А на земле его товарищи, парализованные страхом, наблюдали за разыгрывавшейся в небе трагедией. Летчики боялись огня больше, чем любого немецкого аса.
– Держись, Пит, – шептал Рикенбакер. – Милостивый Боже, пусть он справится.
Питер увидел впереди широкий ручей и увеличил скорость, чтобы истребитель продолжал лететь к воде, затем выбросился из кабины и живым факелом полетел к земле. Последнее, что он помнил, был оглушительный всплеск...
К тому времени, когда Лафбери, Рикенбакер и остальные летчики примчались в грузовике на место происшествия, они увидели лежащего на земле Питера и двух французских фермеров, снимавших с него обмундирование, от которого шел пар.

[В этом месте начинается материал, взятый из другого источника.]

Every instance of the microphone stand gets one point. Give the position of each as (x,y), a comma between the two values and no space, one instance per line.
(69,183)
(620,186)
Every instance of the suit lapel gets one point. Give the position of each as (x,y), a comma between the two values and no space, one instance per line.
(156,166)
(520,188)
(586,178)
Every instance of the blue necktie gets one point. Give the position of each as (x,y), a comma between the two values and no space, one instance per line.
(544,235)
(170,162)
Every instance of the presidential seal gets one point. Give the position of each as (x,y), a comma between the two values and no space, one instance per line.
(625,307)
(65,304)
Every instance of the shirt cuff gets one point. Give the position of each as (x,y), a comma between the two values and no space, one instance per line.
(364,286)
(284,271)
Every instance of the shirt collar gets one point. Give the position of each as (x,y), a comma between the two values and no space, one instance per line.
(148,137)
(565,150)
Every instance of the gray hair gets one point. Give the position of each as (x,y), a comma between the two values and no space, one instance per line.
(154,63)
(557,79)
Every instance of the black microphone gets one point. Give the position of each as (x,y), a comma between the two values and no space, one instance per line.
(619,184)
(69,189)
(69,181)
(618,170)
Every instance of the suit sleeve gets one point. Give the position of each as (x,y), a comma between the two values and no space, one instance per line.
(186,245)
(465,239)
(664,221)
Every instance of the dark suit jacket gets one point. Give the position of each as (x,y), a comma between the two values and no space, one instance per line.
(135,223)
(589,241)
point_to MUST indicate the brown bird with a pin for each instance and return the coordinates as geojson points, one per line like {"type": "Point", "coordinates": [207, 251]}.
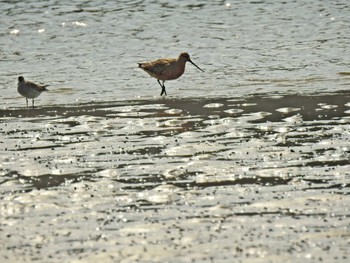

Лафбери обратился по-французски:
– Он жив?
– Думаю, да, сэр, но у него очень сильные ожоги.
– Благодарю вас, месье. Если бы вы не вытащили его из воды, наш летчик утонул бы... Ладно, друзья, давайте отвезем Питера в полевой госпиталь, – сказал майор.
Спустя полчаса Лафбери и Рикенбакер ходили вокруг палатки. Рик затоптал сигарету носком ботинка, когда хирург вышел из палатки, снимая резиновые перчатки.
– Как он?
– Я бы сказал, шансы у него пятьдесят на пятьдесят. Все лицо, шея, руки и нижняя часть ног в ожогах второй и третьей степени, но тяжелая летная куртка защитила его торс. Мы должны как можно быстрее эвакуировать его в Париж.
– Он в сознании? Нам можно его увидеть? – спросил Лафбери.
– Вы можете его увидеть. Ваш друг находится в забытьи, – ответил хирург.
Они вошли вслед за врачом в палатку, где Питера готовились переложить с операционного стола на носилки. Склонившись над ним, майор сказал:
– Как дела, Пит? Это Лаф, а рядом со мной Рик.
Обожженный смотрел на них пустыми, невидящими глазами.
– Он слышит нас, док?
– Я не могу сказать наверняка.
Складывалось впечатление, будто Питеру казалось, что он совсем один в палатке.
– Пойдем, Рик, – смирившись, сказал Лафбери. – Мы не сможем до него достучаться. – И в последний раз обратился к Питеру: – Ты поправишься, дружище. Черт возьми, ты очень скоро вернешься в эскадрилью!
Возвращаясь в грузовике на аэродром, пилоты молчали, и вдруг Петерсон воскликнул:
– Джильберта! Кто скажет ей?
С мрачным видом Лафбери ответил:
– Полагаю, что сообщить должен я. – Он глубоко вздохнул. – Ей придется отказаться от свадебных хлопот. Питер еще долго-долго не сможет пройти между рядами в церкви.
В тот же самый день майор Лафбери в парадной форме заставлял себя подняться по каменным ступенькам дома мэра. Дверь открыла Джильберта. Увидев Лафбери, она побледнела и ухватилась за косяк, чтобы не упасть.